Das gegenwärtige Ende eines Schulden-Superzyklus. Drohende Schuldenkrise

Die meisten Staaten im heutigen Weltsystem nähern sich dem Ende einer Jahr­zehnte langen Welle der Staatsverschuldung oder haben dieses Ende bereits erreicht (Abb.1).

Abb.1 Säkulare Welle der Staatsverschuldung in Deutschland, Britannien, USA, Japan 1940/50 bis 2010/15

Die Welle stellt den aufsteigenden Ast eines Schulden-Superzyklus dar. Dieser vollzieht sich nicht nur bei öffentlichen Schulden, sondern ebenso bei den privaten Schulden von Finanzinstituten, Unternehmen und Haushalten. So lagen zum Beispiel die Staatsschulden der USA 2022 bei 120%, die gesamte öffentliche und private Verschuldung der Nation aber bei 300–350% BIP (Abb. 2 und 3).

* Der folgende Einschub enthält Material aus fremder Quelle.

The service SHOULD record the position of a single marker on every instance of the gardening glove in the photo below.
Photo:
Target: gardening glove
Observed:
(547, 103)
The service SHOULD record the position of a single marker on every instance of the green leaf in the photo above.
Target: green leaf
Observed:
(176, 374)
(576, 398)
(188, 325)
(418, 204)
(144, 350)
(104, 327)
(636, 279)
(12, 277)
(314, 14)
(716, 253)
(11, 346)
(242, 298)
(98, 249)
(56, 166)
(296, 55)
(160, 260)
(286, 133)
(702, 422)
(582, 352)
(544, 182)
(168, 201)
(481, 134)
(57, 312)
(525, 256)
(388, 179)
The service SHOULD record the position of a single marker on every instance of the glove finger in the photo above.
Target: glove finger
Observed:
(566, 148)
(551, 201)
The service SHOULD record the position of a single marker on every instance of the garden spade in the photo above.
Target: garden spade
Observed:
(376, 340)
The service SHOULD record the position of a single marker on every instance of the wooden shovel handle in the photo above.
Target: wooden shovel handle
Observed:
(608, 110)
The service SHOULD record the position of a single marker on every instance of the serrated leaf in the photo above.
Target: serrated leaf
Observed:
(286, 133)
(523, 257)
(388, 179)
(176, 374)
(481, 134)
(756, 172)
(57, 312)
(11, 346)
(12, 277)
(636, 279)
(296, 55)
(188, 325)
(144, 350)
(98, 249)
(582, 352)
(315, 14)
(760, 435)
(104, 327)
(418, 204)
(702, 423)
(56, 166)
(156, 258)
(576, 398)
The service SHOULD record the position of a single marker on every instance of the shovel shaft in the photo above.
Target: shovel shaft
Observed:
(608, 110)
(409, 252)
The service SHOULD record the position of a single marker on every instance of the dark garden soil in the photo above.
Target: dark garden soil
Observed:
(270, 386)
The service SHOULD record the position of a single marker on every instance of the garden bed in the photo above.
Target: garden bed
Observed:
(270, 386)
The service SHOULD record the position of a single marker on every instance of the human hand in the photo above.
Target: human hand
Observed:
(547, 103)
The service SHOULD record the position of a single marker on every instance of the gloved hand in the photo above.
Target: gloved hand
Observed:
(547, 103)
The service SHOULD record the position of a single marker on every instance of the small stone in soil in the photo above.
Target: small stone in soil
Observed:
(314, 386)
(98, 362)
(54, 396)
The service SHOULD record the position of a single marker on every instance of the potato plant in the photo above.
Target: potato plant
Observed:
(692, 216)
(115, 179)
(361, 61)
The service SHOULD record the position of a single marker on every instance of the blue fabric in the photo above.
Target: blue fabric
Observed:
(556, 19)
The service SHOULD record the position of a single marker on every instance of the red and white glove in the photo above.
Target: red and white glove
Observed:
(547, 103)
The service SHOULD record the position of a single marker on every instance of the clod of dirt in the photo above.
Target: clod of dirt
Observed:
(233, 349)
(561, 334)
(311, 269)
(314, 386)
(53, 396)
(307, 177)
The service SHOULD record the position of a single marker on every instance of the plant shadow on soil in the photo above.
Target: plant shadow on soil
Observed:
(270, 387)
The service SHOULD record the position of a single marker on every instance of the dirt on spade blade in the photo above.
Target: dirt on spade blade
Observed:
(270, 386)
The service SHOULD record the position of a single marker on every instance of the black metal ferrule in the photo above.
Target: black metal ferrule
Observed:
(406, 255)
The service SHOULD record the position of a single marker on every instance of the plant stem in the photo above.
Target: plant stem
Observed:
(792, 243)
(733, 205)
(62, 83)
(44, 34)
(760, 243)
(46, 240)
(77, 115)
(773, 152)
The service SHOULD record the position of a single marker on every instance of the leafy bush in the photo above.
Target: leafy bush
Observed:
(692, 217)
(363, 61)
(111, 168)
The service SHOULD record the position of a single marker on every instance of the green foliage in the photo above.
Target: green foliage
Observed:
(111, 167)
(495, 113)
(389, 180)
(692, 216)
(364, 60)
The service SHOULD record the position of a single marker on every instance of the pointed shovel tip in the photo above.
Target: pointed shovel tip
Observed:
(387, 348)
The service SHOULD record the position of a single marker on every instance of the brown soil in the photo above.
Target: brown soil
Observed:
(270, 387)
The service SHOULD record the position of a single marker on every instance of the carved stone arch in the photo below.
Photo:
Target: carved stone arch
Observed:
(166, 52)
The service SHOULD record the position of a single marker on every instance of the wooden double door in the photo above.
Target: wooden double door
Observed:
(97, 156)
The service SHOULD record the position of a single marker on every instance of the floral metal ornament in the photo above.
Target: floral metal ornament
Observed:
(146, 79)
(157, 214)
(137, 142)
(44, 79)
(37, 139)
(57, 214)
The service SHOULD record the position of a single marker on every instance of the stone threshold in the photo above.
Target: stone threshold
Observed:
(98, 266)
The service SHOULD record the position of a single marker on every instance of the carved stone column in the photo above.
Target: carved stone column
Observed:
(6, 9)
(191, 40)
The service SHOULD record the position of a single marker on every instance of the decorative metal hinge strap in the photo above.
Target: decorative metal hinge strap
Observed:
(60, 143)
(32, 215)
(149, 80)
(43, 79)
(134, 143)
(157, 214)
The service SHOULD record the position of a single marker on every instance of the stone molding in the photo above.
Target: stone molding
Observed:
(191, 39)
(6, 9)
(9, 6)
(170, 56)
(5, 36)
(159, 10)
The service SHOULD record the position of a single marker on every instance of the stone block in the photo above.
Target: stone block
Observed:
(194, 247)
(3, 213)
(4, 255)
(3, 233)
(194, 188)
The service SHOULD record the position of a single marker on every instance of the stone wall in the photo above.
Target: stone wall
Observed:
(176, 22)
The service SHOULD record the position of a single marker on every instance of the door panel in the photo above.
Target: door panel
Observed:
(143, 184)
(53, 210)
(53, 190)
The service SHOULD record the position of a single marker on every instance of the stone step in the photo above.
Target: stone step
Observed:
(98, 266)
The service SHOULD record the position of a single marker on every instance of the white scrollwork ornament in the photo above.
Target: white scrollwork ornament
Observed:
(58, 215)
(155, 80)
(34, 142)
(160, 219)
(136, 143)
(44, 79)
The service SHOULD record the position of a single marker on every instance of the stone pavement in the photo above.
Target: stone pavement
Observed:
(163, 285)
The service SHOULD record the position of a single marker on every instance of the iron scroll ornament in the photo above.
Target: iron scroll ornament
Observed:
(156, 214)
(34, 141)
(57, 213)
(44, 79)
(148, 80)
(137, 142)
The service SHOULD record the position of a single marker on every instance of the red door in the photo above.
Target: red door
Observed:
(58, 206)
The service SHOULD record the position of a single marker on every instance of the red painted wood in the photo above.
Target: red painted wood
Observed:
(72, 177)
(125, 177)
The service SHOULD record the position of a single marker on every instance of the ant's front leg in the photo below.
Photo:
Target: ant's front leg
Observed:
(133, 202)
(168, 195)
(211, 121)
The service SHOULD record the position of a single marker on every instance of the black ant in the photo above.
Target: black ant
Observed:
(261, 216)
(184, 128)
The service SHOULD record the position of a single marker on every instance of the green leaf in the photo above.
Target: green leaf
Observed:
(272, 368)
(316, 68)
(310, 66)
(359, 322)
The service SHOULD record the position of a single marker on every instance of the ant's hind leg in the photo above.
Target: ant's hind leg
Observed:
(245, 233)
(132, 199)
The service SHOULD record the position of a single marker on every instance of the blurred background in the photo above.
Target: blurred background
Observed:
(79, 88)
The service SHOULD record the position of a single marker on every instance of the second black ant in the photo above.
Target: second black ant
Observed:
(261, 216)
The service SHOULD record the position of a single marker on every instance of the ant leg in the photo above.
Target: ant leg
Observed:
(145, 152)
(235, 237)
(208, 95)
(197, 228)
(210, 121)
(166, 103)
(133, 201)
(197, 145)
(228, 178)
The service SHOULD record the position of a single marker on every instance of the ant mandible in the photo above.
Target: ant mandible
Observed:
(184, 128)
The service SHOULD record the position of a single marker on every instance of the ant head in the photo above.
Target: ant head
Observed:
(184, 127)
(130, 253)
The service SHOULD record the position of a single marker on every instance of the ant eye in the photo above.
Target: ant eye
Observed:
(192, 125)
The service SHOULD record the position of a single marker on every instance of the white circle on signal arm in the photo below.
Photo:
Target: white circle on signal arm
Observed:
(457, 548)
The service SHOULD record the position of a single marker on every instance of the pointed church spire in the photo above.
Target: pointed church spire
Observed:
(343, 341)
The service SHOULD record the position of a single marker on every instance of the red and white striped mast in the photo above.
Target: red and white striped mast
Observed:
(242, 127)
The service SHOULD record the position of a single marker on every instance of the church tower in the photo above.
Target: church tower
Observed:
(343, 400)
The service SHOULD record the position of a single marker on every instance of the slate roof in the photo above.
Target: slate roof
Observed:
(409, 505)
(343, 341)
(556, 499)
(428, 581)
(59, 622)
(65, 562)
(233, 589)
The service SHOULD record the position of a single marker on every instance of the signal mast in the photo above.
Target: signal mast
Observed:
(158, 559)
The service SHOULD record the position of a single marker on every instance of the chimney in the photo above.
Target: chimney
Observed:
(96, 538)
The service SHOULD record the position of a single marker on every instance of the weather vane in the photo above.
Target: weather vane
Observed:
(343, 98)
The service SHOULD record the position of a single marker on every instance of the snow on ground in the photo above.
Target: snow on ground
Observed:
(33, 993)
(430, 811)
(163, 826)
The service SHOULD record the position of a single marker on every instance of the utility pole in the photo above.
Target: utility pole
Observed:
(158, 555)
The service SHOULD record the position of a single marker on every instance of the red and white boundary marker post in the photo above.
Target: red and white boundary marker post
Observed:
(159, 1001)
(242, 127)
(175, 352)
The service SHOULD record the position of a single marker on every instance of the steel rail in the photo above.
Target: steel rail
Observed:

Abb. 2 Staatsschulden Superzyklus USA 1925 - 2022

 

Abb. 3 Staatsschulden Superzyklus USA nach Schuldnergruppen

 


Bleiben wir im folgenden bei der wiederkehrenden Überschuldung der Staats­haus­halte. In früheren Zeiten war eine solche im wesentlichen zurückzuführen auf Kosten für Militär und Kriegsführung, Infrastruktur sowie Prunk und Pracht der Fürsten- und Königs­höfe. Heute gilt das hinsichtlich Militär und Infrastruktur relativ noch immer. An­sons­ten aber sind die Kosten für Sozialleistungen in den Vordergrund getreten, eben­so für Bildung, Wissenschaft, Technikentwicklung, Wirtschaftsförderung u.a. Insgesamt kommt ein erheblicher Teil der ver­schiedenen Ressortausgaben direkt oder indirekt der Förderung der Wirtschafts- und Erwerbs­tätigkeit zugute. Ebenso ist ein großer Teil der Staatsausgaben kom­pen­sa­torischer Natur, das heißt, der Staat muss Geld aus­ge­ben für allgemein als erforderlich erachtete Dienstleistungen, Infrastrukturen und Trans­ferzahlungen, weil private Investitionen und andere private Aus­gaben und Einnahmen fehlen. Ein Teil davon war zurückliegend fast immer Schulden-finanziert. Denn der Staat kann bei den hohen Steuer- und Abgabenquoten von 35–45% BIP diese kaum mehr ausdehnen (Steuerwiderstand).  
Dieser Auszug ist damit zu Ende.